TVUS is traditionally performed by gynaecologists and obstetric sonographers and their scope is generally focussed on the uterus, ovaries and Fallopian tubes.
However, there are more organs within the female pelvis
in reach of the transvaginal probe such as the bladder, urethra, distal ureters, sigmoid,
anorectum and the appendix.
Also the virtual spaces of the peritoneal cavity as cavum Retzii and Douglas pouch can be inspected.

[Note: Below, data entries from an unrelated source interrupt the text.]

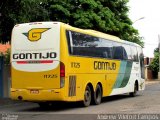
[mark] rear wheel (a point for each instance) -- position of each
(87, 96)
(97, 95)
(45, 105)
(134, 93)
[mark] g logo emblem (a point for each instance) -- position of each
(35, 34)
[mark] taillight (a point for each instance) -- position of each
(62, 70)
(62, 74)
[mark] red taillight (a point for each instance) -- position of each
(62, 70)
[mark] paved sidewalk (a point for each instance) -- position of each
(148, 82)
(8, 101)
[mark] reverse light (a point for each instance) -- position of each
(62, 75)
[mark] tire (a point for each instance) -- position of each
(133, 94)
(97, 95)
(45, 105)
(87, 97)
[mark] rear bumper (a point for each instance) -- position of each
(42, 95)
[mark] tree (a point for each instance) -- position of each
(154, 66)
(19, 11)
(108, 16)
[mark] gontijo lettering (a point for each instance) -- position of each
(34, 55)
(98, 65)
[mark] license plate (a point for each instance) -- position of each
(34, 91)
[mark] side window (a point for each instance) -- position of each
(86, 45)
(127, 55)
(141, 60)
(134, 53)
(117, 51)
(106, 47)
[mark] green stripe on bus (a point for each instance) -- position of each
(120, 75)
(127, 74)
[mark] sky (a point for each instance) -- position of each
(149, 26)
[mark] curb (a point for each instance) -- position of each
(152, 82)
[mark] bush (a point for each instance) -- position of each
(154, 66)
(6, 56)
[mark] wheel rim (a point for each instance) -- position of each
(98, 95)
(87, 96)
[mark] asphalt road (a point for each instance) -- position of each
(146, 102)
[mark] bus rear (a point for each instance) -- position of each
(36, 72)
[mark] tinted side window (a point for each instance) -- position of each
(117, 51)
(127, 55)
(86, 45)
(141, 60)
(106, 47)
(134, 53)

Due to the high mobility of the vaginal top, pathology of these organs and regions can be studied by TVUS with a high frequency probe, resulting in exceptionally detailed images.
Uterus and ovaries are best visualized with a half-full bladder. A very full bladder is unpleasant for the patient, hinders adequate compression and pushes organs away from the ventral abdominal wall, out of reach for transabdominal US.
In the sagittal view, uterus, cervix, vagina, anorectum and urethra (u.) can be identified, as well as the collapsed anterior and posterior fornix of the vagina.
Studying the uterus in retroflexion, usually requires more bladder filling.
Sagittal view of the normal uterus with some intravaginal fluid, outlining the portio as well as the anterior (*) and the posterior fornix (*).
It is important to understand also the anatomy outside
A little fluid in Douglas’ pouch and a small Nabothian cyst (n.) may be easy to identify, but what are the structures marked with a question mark?
Note the full bladder displacing the uterus posteriorly..
It is important to realize that the orientation of the endovaginal probe is different from that of the abdominal probe. The right panel shows the anteflexed uterus visualized with the endovaginal probe in the anterior fornix of the vagina. This position of the uterus corresponds with the image during transabdominal US.
Most sonographers, however, look at the TVUS image rotated 90 degrees anti-clockwise, as in the right panel.
This is not necessarily a problem, as long as one realizes the different presentation of the anatomy, including gravity effects.
Note the horizon in relation to the TVUS image.
For instance, in this patient with an endometriotic cyst the fluid-debris-level is vertically oriented, and could therefore be misinterpreted.
This could be overcome by clockwise rotating the US image 90 degrees (right image).
However, liberal switching of US image orientation does not favour good pattern recognition. For this reason, it is best to stick to one and the same orientation.
For example, many radiologists reading a CT colonography, made with the patient in prone position, will switch to the familiar CT image in “supine” position, especially when searching for extra-colonic pathology.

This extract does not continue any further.